Equity markets. The activist SEC chair, Gary Gensler, has promised to fix the broken NMS. The SEC proposal to have wholesalers somehow bid in an organized market for retail order flow plainly increases the complexity of the too-complex NMS. Regulators’ hands are always tied. They can regulate the existing technology, but they cannot innovate themselves. Thus, regulation-induced changes inevitably complicate markets.

Nonetheless, it is hard to see how the SEC proposal does anything to reduce the resource cost of retail investment.

Proposed solution

There is an obvious improvement that would increase the efficiency of both debt and equity markets. Create a new exchange with the properties below.

  • Ability to originate securities and warehouse the NMS securities used to back them.
  • Investor ownership of the exchange like Vanguard.
  • A captive broker-dealer that offers PFOF to retail brokers, then pays retail users the PFOF.

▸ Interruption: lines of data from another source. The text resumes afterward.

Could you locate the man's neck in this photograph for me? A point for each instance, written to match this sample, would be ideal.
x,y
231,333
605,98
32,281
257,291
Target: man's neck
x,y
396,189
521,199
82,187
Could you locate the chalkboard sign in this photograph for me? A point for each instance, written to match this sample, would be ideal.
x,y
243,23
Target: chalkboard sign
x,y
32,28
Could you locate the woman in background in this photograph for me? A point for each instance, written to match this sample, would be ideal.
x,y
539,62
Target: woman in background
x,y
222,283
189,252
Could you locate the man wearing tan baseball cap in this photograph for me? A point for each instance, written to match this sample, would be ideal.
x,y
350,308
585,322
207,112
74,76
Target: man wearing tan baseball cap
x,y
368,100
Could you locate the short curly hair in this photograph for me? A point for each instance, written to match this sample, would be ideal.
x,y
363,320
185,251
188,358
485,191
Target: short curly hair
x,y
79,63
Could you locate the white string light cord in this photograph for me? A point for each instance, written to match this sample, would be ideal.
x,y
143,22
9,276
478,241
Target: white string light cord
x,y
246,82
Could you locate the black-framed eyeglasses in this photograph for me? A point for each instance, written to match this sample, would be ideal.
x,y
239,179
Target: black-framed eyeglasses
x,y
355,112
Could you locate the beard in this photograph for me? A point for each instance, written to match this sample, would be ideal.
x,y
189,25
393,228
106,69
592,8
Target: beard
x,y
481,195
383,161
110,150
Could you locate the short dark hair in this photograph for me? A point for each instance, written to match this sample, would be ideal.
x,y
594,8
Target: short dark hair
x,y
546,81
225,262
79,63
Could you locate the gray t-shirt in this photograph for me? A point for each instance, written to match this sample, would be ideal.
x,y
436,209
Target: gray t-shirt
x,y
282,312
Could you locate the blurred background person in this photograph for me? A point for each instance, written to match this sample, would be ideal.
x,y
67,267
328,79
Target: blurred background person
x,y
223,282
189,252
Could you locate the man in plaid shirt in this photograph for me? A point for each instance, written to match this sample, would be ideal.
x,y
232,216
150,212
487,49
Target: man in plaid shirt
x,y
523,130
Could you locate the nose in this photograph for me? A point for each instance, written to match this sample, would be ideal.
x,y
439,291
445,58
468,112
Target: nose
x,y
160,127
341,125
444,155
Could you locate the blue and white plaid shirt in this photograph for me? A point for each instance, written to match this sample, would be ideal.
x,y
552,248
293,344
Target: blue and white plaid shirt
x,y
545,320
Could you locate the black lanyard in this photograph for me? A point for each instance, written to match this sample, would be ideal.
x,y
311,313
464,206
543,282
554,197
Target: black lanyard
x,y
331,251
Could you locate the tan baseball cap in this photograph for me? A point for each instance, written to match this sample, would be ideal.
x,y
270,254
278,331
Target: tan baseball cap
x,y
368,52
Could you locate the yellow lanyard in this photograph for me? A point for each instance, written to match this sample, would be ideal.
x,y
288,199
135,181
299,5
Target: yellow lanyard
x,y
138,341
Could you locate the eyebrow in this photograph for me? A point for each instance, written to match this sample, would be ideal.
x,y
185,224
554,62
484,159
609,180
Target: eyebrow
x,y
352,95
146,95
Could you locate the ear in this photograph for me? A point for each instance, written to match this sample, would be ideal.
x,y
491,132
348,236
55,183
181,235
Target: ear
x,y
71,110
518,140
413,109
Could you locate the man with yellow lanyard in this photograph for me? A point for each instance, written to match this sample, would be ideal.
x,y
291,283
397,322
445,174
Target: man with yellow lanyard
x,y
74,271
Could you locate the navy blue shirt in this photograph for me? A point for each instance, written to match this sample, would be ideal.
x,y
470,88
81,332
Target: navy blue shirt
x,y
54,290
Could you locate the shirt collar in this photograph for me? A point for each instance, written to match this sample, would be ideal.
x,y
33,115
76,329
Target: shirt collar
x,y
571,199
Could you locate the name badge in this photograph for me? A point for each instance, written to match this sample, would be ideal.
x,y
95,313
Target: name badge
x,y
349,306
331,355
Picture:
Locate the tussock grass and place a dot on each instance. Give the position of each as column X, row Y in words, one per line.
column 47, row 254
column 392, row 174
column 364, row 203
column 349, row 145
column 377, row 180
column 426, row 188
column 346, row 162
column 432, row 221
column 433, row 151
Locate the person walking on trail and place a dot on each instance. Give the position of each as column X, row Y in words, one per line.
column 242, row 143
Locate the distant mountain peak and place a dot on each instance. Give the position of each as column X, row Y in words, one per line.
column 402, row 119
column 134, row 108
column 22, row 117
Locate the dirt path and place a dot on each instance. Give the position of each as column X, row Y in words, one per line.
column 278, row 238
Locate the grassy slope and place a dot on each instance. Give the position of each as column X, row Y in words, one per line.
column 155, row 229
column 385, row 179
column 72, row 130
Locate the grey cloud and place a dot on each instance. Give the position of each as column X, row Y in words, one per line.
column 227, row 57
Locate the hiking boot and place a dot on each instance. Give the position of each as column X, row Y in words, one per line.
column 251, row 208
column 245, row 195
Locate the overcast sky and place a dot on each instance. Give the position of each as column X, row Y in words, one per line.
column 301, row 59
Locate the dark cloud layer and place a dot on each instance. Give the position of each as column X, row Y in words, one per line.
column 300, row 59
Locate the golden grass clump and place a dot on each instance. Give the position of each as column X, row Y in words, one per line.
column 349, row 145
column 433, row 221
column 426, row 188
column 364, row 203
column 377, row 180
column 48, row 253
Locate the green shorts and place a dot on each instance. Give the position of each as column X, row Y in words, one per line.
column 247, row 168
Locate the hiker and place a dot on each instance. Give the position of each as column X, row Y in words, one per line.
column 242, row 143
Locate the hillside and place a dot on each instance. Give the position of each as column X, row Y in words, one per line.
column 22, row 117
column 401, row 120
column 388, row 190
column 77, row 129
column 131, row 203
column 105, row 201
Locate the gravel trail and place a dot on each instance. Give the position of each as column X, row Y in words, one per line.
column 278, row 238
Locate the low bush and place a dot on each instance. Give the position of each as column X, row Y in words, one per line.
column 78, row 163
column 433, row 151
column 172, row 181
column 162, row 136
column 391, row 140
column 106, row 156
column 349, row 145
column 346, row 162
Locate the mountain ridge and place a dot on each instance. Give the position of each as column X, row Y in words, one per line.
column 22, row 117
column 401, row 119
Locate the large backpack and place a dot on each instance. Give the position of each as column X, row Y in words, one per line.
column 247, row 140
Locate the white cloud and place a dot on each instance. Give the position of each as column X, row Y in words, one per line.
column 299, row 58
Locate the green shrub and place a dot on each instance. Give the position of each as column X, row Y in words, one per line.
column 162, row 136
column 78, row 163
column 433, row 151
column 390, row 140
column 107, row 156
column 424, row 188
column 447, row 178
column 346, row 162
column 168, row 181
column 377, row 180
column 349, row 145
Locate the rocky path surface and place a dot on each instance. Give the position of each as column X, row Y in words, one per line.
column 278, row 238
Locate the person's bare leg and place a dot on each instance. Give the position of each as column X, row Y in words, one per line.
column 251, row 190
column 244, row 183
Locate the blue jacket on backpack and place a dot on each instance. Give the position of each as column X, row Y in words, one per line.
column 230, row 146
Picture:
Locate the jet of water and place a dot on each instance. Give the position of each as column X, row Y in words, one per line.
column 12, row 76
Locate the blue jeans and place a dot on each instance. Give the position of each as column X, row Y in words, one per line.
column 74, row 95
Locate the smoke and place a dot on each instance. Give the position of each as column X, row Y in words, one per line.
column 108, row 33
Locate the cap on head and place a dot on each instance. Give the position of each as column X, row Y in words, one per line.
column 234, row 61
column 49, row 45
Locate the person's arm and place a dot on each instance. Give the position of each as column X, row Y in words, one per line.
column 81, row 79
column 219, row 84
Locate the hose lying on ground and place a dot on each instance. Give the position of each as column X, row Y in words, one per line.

I have explained the first two improvements elsewhere. The third is the subject of a coming article.

Conclusion

Bank regulation and monetary policy since the Financial Crisis have created a reduction in the banks’ capacity to manage financial market risks. Further, market-wide risk has not been reduced but instead migrated to the portfolios of investment houses and PrimeMMFs that are less skillful risk managers than the banks.

15 years of policy-driven easy money has produced an overheated economy and financial risk-taking that makes sense only in a zero-interest rate environment.

SEC regulation has done nothing to reduce the steady exodus of retail transactions from exchanges. In short, stock markets are out of control, just like debt markets, and neither regulator has the capacity to help.

The recent history of interest rates compared to inflation and of stock prices compared to stock market volatility suggests that the economic policies of the past 15 years, like the economic policies of the mid- ‘60s and ‘70s, have been so expansionary that they may create the unfortunate outcome of stagflation (simultaneous high inflation and recession.)

Our financial markets are ill-prepared for this outcome.